Las ciencias sociales componen un complejo y siempre atractivo caleidoscopio de conocimientos cuya materia base es el propio ser humano desde su naturaleza social. Economía, sociología, geografía, política o antropología aparecen como facetas de un valioso diamante -nosotros mismos- cuyo hilo conductor, la disciplina madre, es la Historia, que describe todas las cosas que sucedieron y acontecen al ser humano.

Sin embargo, si hay una disciplina que explica el hecho humano con total objetividad en sus eventos, relaciones y sucesos, esta no es la historia, sino otra mucho más próxima y evidente y que a menudo pasa desapercibida: la demografía.

Piramide población España 2015

 

En efecto, la demografía (*) -el estudio cuantitativo de la población y sus dinámicas- muestra no solo como es la sociedad en la que vivimos sino también cuál son los cambios que afectan a esa población, las causas que explican esos cambios y las previsibles consecuencias por venir.

La herramienta básica para conocer una población, su fotografía, es el censo de habitantes.

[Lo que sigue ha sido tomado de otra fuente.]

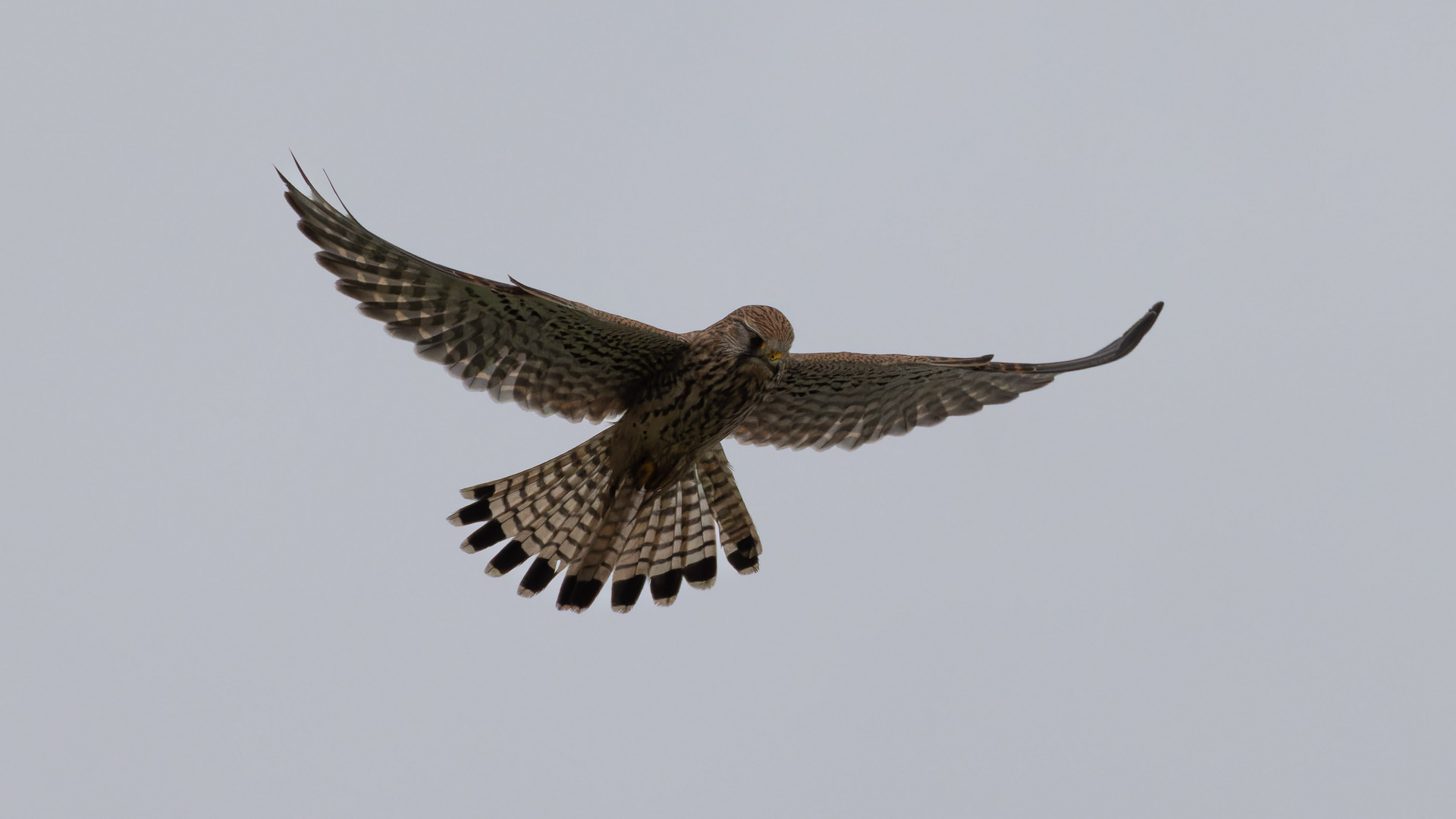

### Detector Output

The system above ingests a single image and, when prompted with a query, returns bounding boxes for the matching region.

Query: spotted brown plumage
[280,168,1162,612]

Si alguien cree que el censo es una molestia que sólo ocurre cada 5 años, debería tener en cuenta que la Navidad y lo que eso origina en nuestras vidas, proviene de un remoto censo ocurrido en Palestina hace más de dos mil años. Y seguramente el principio de la hacienda pública. Por cierto, según el INE en 2015 éramos aproximadamente 46 millones y medio de habitantes, un buen puñado menos menos que el máximo histórico alcanzado en 2011 de 47.190.493 habitantes.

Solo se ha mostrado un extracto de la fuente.